Economic Policy on the Podium - Live Blogging
Posted by Suzanne Nossel
OK, I'm now a little sheepish to discover that we don't have an economics topic heading created for this blog, but c'est la vie. The first panel of the day is on economic policy. Line up is former EPA commissioner Carol Browner, American Prospect founder Bob Kuttner, rising think tank/government star Lael Brainerd and UNDP head Kemal Dervis. Moderator is Dan Tarullo of Georgetown and the Center for American Progress.
Kuttner is making the pt that the US is multilateral on trade, even when not so on so many other matters. He makes the point that this serves the interest of elites. The Bretton Woods process was not just intended to restart the global economy after WWII but also to construct an international system that would facilitate a mixed economy at home so that private capital would not push lowest common denominator tax, wage and regulatory policies. The US delegated soveriegnty to GATT because we controlled it and it served our goals.
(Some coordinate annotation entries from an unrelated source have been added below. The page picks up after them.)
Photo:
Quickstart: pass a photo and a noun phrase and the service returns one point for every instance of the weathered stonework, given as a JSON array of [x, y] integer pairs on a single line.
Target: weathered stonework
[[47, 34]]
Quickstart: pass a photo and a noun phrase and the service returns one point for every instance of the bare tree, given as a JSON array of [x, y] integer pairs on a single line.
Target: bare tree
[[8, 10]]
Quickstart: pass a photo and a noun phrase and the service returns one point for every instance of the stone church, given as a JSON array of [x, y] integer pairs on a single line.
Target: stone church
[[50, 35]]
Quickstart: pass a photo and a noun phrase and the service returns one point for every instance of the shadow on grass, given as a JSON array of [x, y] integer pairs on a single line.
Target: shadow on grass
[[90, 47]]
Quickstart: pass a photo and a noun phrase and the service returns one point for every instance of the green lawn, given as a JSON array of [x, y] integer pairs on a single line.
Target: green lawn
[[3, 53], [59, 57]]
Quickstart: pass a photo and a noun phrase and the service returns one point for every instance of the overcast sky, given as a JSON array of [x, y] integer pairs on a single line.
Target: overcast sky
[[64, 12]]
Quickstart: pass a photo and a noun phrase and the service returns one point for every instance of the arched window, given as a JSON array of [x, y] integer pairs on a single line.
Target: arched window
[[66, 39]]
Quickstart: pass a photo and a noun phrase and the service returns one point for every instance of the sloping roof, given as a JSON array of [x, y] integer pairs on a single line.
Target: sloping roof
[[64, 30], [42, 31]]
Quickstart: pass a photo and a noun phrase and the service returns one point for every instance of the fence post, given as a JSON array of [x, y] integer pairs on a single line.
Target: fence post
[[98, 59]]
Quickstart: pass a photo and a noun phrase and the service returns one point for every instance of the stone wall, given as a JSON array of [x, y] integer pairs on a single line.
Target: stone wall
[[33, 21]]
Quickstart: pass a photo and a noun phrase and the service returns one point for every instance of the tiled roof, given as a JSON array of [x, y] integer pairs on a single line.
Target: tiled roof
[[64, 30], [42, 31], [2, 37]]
Now he says the principles underpinning the world trade system are actually working to undermine the mixed economy. Before 1973 the distribution of global income was becoming more equal. Now all labor/environmental/regulatory/debt relief protections are portrayed as distortions of trade when they are in fact designed to preserve diversified domestic economies. People who try to raise this are disparaged as protectionists or shills for the oil companies. When people say that the global market has outrun the nation-state, most people say this approvingly but they shouldn't because the nation state is the locus of democracy and global stability.
He says the next global financial crisis will be the hedge funds (I've thought this for a while - - nothing goes on forever).
This is an interesting point, and - to me - a new way of putting the ciritique of unbridled free trade.